What she sees, primarily--and this with admirable clarity--is the all-in-allness of Levi’s sexual inhibition: that it went right down to the center, that it indicated an inner division of fatal proportion, that it would make him grow into a man whose fearfulness was a life sentence. This is Angier’s insight. Now the task was to put flesh on that insight so that it invigorated the tale being told, held firm as an organizing principle and illuminated not the Primo Levi who was terrified of women but the one who wrote the books. Instead, Angier surrounds it with the noise of overwriting, unfailing reductiveness and an irritating self-involvement. She thinks her interviewees tell her things they tell no one else; she declares each and every one either Levi’s “twin” or his “opposite”; she interprets events and decisions as a triumph or a defeat for either the sexually unhappy Levi or the scientist-philosopher Levi. And all this is repeated without variation or surprise or development.

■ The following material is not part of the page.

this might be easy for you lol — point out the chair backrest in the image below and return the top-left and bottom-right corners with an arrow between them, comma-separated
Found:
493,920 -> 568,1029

The Swiss Italian sculptor Alberto Giacometti was also an artist who suffered from sexual impotence. Women became his heaven and his hell: He couldn’t have them and couldn’t leave them alone. His “wound” led him ever deeper into an abstraction of thought and feeling that directly determined the course of his working life. James Lord, in a sustained effort at biography, captures the dynamic perfectly. Last year, at a retrospective of Giacometti’s work, I walked through the museum rooms, Lord’s biography haunting my vision, pierced with the pleasure of knowing, as I felt I did, how Giacometti had gotten from the frightening 1932 “Woman With Her Throat Cut” to the deeply moving 1956 “Women of Venice.”
The Primo Levi who trembled before women was also the Primo Levi who stood brilliantly alert before the Nazis. It is the relation between these two, not the division, that we need to have sufficiently brought to life: how one converted into the other until a transformation occurred, and a third Levi emerged, speaking with strength and rue and delicacy into the radiantly clear air of a writer’s thought. For this, a concentrated piece of introspection coupled with a story-teller’s gift for narration is required of a Primo Levi biographer yet to come.